Pero qué bien dicho está lo que Teresa dice: que es imposible (cf. Cor.) comenzar a amar sin sentirnos, sin sabernos desprovistos de mérito y sin sabernos dependientes en todo del Señor. Pero ella lo dice con más rotundidad y más sentenciosamente, al estilo suyo, aunque en la tradición sabia y elegante de los dichos de los santos padres de la edad dorada del antiguo Cristianismo. Y si hacemos caso del acento, en ese “que recibimos” también metido se está qué es lo que recibimos: no solo la gratuidad del don de Dios que ni merecemos ni habíamos merecido, sino además al mismo Dios y a Dios que se hizo hombre por nosotros, a ese Jesús que Teresa amó sobremanera, al Hijo del Padre que definitivamente un día ella viera tan herido y llagado, al Hijo de Dios que llena con su Espíritu el camino de la alegría, de la confianza, de la serenidad, del colmo del alma y de la vida entera. Todo eso lo habla Teresa de Jesús, de todo eso nos hablan sus escritos y parece que hasta en este quinto centenario se nos mete Teresa a despertarnos por los pucheros de tantos recordares suyos y celebraciones. Bien está que se celebre, y tanto, lo que tenga que ver con la santa de Ávila y de Alba, pero no deja de estar pidiendo a gritos también el centenario que escuchemos sus palabras, donosas y sabrosas como siempre, para que aprendamos nosotros, mejor quizá en el silencio, los de quinientos años después, a conocer de veras, a conocer que somos puro regalo de Dios inmerecido y que tal conocer nos hará despertar a ser de verdad hombres, mujeres, de Cristo, esto es, cristianos, gente que vive el amor de Cristo, que vive del amor de Cristo. Sí, porque, como ella misma dice, cuando conocemos que se nos da todo, cuando tenemos el saber verdadero, comenzamos a amar estando bien despiertos, y con Teresa aprendemos que entonces estamos bien dispuestos en la valiente, en la alegre humildad y en el agradecimiento (Vida, 15, 14).
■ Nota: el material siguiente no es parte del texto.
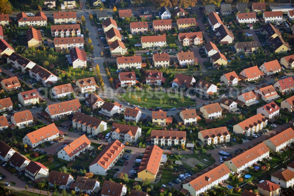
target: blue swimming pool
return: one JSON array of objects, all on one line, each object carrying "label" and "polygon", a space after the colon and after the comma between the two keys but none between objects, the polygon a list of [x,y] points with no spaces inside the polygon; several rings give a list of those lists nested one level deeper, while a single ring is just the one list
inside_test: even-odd
[{"label": "blue swimming pool", "polygon": [[245,179],[248,179],[248,178],[250,178],[252,177],[252,176],[250,174],[246,174],[244,176],[244,177],[245,178]]}]

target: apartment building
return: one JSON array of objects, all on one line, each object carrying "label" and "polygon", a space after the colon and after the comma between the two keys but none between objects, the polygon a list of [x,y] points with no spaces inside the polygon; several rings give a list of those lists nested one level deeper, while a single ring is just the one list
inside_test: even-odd
[{"label": "apartment building", "polygon": [[169,66],[169,54],[168,53],[158,52],[152,57],[153,67],[167,67]]},{"label": "apartment building", "polygon": [[269,154],[270,149],[261,142],[224,163],[232,171],[240,173],[257,164],[258,161],[268,157]]},{"label": "apartment building", "polygon": [[51,119],[61,118],[69,114],[81,112],[82,107],[78,99],[49,105],[45,109]]},{"label": "apartment building", "polygon": [[75,47],[84,49],[83,37],[54,38],[54,42],[55,49],[70,50]]},{"label": "apartment building", "polygon": [[55,24],[75,24],[76,23],[76,12],[75,11],[53,12],[53,19]]},{"label": "apartment building", "polygon": [[166,44],[165,34],[162,35],[142,36],[141,37],[142,48],[152,48],[153,47],[163,47]]},{"label": "apartment building", "polygon": [[90,172],[96,175],[106,175],[107,170],[112,168],[122,156],[124,147],[124,145],[117,140],[106,145],[90,164]]},{"label": "apartment building", "polygon": [[94,92],[96,90],[96,85],[93,77],[80,79],[76,82],[76,85],[81,89],[81,93]]},{"label": "apartment building", "polygon": [[196,110],[195,109],[188,109],[185,108],[180,112],[180,117],[183,120],[184,124],[189,125],[191,124],[196,124],[197,121],[201,119],[196,114]]},{"label": "apartment building", "polygon": [[46,14],[42,11],[37,12],[34,16],[29,16],[26,14],[21,12],[16,15],[16,19],[18,27],[47,26],[47,17]]},{"label": "apartment building", "polygon": [[126,108],[123,115],[126,122],[135,122],[137,123],[142,115],[142,112],[136,107],[134,109],[127,107]]},{"label": "apartment building", "polygon": [[268,120],[261,114],[258,114],[235,125],[233,130],[237,134],[249,137],[253,133],[262,130],[267,124]]},{"label": "apartment building", "polygon": [[200,108],[200,111],[202,113],[202,115],[203,117],[210,120],[221,117],[222,111],[223,109],[218,103],[211,103]]},{"label": "apartment building", "polygon": [[171,19],[154,20],[152,24],[154,31],[162,31],[171,29]]},{"label": "apartment building", "polygon": [[51,25],[51,35],[54,37],[80,37],[79,24]]},{"label": "apartment building", "polygon": [[130,30],[132,34],[146,33],[148,31],[147,22],[134,22],[130,23]]},{"label": "apartment building", "polygon": [[22,141],[25,144],[34,148],[39,144],[51,140],[59,136],[59,130],[53,123],[28,133]]},{"label": "apartment building", "polygon": [[87,151],[91,142],[85,134],[65,146],[57,153],[57,156],[66,161],[75,160],[75,157]]},{"label": "apartment building", "polygon": [[291,145],[294,142],[294,130],[290,127],[278,133],[263,142],[274,152],[280,152]]},{"label": "apartment building", "polygon": [[76,112],[71,119],[73,127],[92,135],[98,135],[107,129],[105,122],[80,112]]},{"label": "apartment building", "polygon": [[138,178],[154,182],[159,169],[163,150],[156,145],[147,147],[138,170]]},{"label": "apartment building", "polygon": [[142,129],[137,127],[114,122],[110,133],[113,139],[121,139],[130,143],[138,141],[141,137]]},{"label": "apartment building", "polygon": [[186,131],[152,130],[151,136],[148,137],[146,140],[151,141],[151,144],[158,146],[171,146],[173,144],[181,146],[186,144]]},{"label": "apartment building", "polygon": [[226,127],[203,130],[198,132],[198,138],[208,145],[228,142],[230,136]]},{"label": "apartment building", "polygon": [[195,85],[196,91],[200,96],[208,97],[217,92],[217,87],[209,82],[201,79]]}]

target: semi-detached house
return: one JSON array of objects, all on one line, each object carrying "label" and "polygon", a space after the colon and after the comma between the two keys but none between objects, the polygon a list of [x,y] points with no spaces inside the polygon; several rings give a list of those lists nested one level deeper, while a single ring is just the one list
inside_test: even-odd
[{"label": "semi-detached house", "polygon": [[258,161],[268,157],[269,154],[270,149],[261,142],[224,163],[231,171],[240,173],[257,164]]},{"label": "semi-detached house", "polygon": [[49,105],[45,109],[45,111],[48,113],[51,119],[61,118],[76,112],[81,112],[81,108],[80,101],[77,99]]},{"label": "semi-detached house", "polygon": [[110,132],[113,139],[121,139],[130,143],[137,141],[141,137],[142,130],[137,127],[114,122]]},{"label": "semi-detached house", "polygon": [[198,138],[208,145],[228,142],[230,135],[226,127],[203,130],[198,132]]},{"label": "semi-detached house", "polygon": [[33,148],[39,144],[52,140],[59,135],[59,130],[54,123],[52,123],[28,133],[22,139],[25,144]]},{"label": "semi-detached house", "polygon": [[86,151],[91,144],[91,142],[84,134],[60,150],[57,153],[58,157],[67,161],[74,161],[76,157]]},{"label": "semi-detached house", "polygon": [[112,168],[123,156],[124,147],[124,145],[117,140],[107,145],[90,164],[90,172],[95,175],[106,175],[107,170]]}]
Y rodeando a todo ello Teresa nos dice acompañando esa frase, que tengamos confianza llenadora de libertad de espíritu, de hijos que, aunque no se escapen por fuera de la murallas, sienten la libertad conforme con el Espíritu, sin miedo, capaces de todo en el Cristo que abraza los momentos enteros de la vida, con una calma, con un estar que dice más por dentro que las pobres palabras terrenales. Sí, por todo,

 

Danos, Teresa, de tu conocimiento el arrebato,

Danos sentir el roce alegre de tu manto,

Danos sabernos tan pobres que sepamos

Dar nuestra mano a Jesús y despertarnos.

 

Sirvan de colofón estas otras frases de Teresa de Jesús, no muy distintas de la que hoy comentamos:

“Esto es cosa muy conocida, el conocimiento que da Dios para que conozcamos que ningún bien tenemos de nosotros, y mientras mayores mercedes, más, que siempre, mientras vivimos, aun por humildad, es bien conocer nuestra miserable naturaleza, mas verme recibir de nuevo mercedes, pagando tan mal las recibidas, es un género de tormento para mí terrible, y creo para todos los que tuvieren algún conocimiento o amor de Dios, y esto por una condición virtuosa lo podemos acá sacar. Aquí eran mis lágrimas, mas con estar, a lo que pienso, en servicio de Dios y con conocimiento de la vanidad que es el mundo, todo ha sido suave, como diré después. porque en la Sagrada Escritura que tratan, siempre hallan la verdad del buen espíritu” (Vida, 7, 19).

 

Emiliano Fernández Vallina, profesor emérito de la Universidad de Salamanca.